Diffusing Images on a Laptop with no GPU

#ai #machinelearning #tutorial #docker

This weekend I learned that it is possible to diffuse images without a GPU. I didn't think this would work but it's not only possible, it's easy and actually pretty fast! (Disclaimer: you need a good amount of RAM, I have 20GB)

Setup

To keep this simple and portable. I have used docker to run fastsdcpu.

Dockerfile

FROM ubuntu:24.04 AS base

RUN apt update \
&& apt-get install -y python3 python3-venv python3-pip python3-wheel ffmpeg git wget nano \
&& apt-get clean \
&& rm -rf /var/lib/apt/lists/* \
&& pip install uv --break-system-packages

FROM base AS fastsd

ARG FASTSDCPU_VERSION=v1.0.0-beta.200

RUN git clone https://github.com/rupeshs/fastsdcpu /app \
&& cd app \
&& git checkout -b $FASTSDCPU_VERSION \
&& wget https://huggingface.co/rupeshs/FastSD-Flux-GGUF/resolve/main/libstable-diffusion.so?download=true -O libstable-diffusion.so

WORKDIR /app

SHELL [ "/bin/bash", "-c" ]

RUN echo y | bash -x ./install.sh --disable-gui

VOLUME /app/models/gguf/
VOLUME /app/lora_models/
VOLUME /app/controlnet_models/
VOLUME /root/.cache/huggingface/hub/

ENV GRADIO_SERVER_NAME=0.0.0.0
EXPOSE 7860

CMD [ "/app/start-webui.sh" ]

And used Docker Compose to map the volumes to directories on my host system. This will store downloaded models outside of the container and enable adding custom models.

docker-compose.yaml

services:
  fastsdcpu:
    build:
      context: .
      dockerfile: Dockerfile
    ports:
      - "7860:7860"
    volumes:
      - gguf:/app/models/gguf/
      - lora:/app/lora_models/
      - ctrl:/app/controlnet_models/
      - cache:/root/.cache/huggingface/hub/
    deploy:
      resources:
        limits:
          memory: 20g
    stdin_open: true
    tty: true
    environment:
      - GRADIO_SERVER_NAME=0.0.0.0

volumes:
  gguf:
    driver: local
    driver_opts:
      type: none
      o: bind
      device: ./models/gguf
  lora:
    driver: local
    driver_opts:
      type: none
      o: bind
      device: ./models/lora
  cache:
    driver: local
    driver_opts:
      type: none
      o: bind
      device: ./models/cache
  ctrl:
    driver: local
    driver_opts:
      type: none
      o: bind
      device: ./models/ctrl

Then run sudo docker compose up --build to start the container. Once the Web UI service has started you can access it at http://localhost:7860.

Usage

This app is designed to auto-download the selected model the first time you try to generate an image with it. You'll have to experiment with what works best for your use-case. The default model LCM -> stabilityai/sd-turbo works pretty well for objects and scenery but does not do so well with realistic images of people. LCM-Lora -> Lykon/dreamshaper-8 is much better at people and quite surprisingly fast. Even with my modest Intel(R) Core(TM) i5-7200U CPU @ 2.50GHz with no dedicated GPU, I can generate crisp, consistent images in ~30 seconds.

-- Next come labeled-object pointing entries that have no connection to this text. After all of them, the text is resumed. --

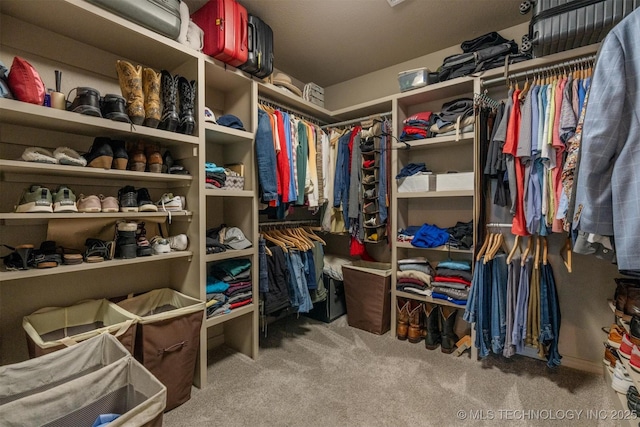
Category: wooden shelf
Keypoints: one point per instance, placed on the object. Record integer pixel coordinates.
(432, 194)
(40, 117)
(217, 192)
(85, 215)
(22, 167)
(436, 142)
(6, 276)
(425, 298)
(444, 248)
(217, 134)
(222, 318)
(229, 254)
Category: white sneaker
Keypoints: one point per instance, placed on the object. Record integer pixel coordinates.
(169, 202)
(160, 245)
(621, 381)
(178, 242)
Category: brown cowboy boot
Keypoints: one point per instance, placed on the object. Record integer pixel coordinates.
(402, 323)
(151, 87)
(416, 329)
(130, 79)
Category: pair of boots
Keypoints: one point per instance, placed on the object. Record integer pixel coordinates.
(431, 322)
(141, 87)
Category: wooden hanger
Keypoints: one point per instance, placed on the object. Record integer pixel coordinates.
(266, 248)
(536, 259)
(313, 236)
(565, 254)
(525, 89)
(527, 251)
(516, 246)
(279, 243)
(493, 249)
(487, 240)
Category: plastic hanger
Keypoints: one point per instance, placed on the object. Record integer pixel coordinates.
(488, 239)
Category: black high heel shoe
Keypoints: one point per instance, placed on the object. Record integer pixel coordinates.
(20, 258)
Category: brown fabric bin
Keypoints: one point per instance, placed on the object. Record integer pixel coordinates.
(53, 328)
(168, 338)
(367, 287)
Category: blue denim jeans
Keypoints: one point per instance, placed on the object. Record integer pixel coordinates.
(266, 158)
(498, 303)
(550, 313)
(342, 178)
(520, 318)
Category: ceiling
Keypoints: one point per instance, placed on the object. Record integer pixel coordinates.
(331, 41)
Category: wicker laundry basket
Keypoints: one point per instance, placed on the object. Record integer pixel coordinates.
(75, 385)
(168, 338)
(53, 328)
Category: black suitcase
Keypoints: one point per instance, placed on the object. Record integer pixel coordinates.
(559, 25)
(161, 16)
(260, 46)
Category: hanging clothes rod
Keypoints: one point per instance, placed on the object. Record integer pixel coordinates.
(290, 110)
(555, 67)
(292, 223)
(359, 119)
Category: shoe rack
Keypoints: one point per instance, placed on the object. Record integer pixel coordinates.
(84, 42)
(441, 208)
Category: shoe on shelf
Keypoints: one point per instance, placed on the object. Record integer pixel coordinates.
(178, 242)
(120, 155)
(160, 245)
(154, 158)
(38, 155)
(143, 246)
(100, 154)
(89, 204)
(20, 258)
(128, 199)
(169, 202)
(145, 204)
(126, 243)
(109, 203)
(620, 380)
(35, 199)
(69, 156)
(64, 200)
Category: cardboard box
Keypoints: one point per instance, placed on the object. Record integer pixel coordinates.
(454, 181)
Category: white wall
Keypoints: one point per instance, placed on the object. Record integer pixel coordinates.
(385, 82)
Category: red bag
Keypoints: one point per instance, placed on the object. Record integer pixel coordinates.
(25, 82)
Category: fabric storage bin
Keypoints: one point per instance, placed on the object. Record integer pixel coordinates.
(418, 182)
(53, 328)
(75, 385)
(234, 183)
(367, 287)
(168, 338)
(454, 181)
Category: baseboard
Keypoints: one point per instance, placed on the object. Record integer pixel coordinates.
(215, 341)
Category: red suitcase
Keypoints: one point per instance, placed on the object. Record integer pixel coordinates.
(224, 23)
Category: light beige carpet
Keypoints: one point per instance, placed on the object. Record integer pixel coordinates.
(311, 374)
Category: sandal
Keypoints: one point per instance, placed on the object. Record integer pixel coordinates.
(47, 256)
(20, 258)
(98, 250)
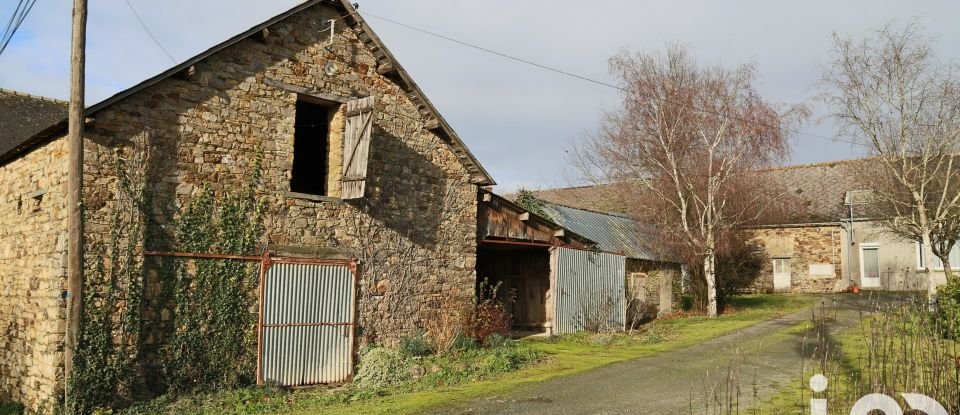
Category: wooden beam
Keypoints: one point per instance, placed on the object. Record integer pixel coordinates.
(74, 292)
(386, 68)
(431, 124)
(262, 35)
(186, 73)
(310, 92)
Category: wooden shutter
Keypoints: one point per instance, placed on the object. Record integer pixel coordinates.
(356, 147)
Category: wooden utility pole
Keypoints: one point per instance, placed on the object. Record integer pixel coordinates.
(75, 191)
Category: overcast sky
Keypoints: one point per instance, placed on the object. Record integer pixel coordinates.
(517, 119)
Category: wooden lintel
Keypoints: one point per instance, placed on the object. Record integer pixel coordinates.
(186, 73)
(309, 92)
(262, 35)
(386, 68)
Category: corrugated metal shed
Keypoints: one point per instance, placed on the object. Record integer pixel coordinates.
(307, 328)
(500, 219)
(589, 290)
(612, 233)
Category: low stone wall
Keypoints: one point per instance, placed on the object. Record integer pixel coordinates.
(651, 288)
(33, 243)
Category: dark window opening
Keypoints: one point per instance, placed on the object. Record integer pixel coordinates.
(310, 148)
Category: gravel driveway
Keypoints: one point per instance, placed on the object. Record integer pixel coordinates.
(759, 359)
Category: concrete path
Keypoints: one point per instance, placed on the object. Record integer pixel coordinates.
(757, 360)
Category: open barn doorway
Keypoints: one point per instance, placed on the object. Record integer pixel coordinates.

Of course your generation settings will affect this. Higher resolution images or more inference steps will take longer. I found the best settings for dreamshaper to be 4-5 steps with guidance scale 1. I can quickly generate 256x256 images for testing prompts and after I get roughly what I want, I increase the resolution and other settings gradually until I get exactly the image I'm looking for. Using tiny auto encoder for SD makes a significant difference in speed.

Testing

I tried using LCM-OpenVINO -> rupeshs/sd-turbo-openvino which is specifically for Intel setups but I found this took longer and bogged my system down. If you have a newer Intel Arc based system this will probably work better for you.

Sadly I was not able to get Flux1 working. I think it requires CPU instructions that my system does not possess. If you have an i7 or higher, this would be the ideal model to choose if you want highly creative images especially in a fantasy setting. Also, Flux1 can generate coherent text which Stable Diffusion notoriously fails at.

Bonus

This app also has an API that you can hook into but it needs to be enabled before you can access it by adding these extra bits to the docker config.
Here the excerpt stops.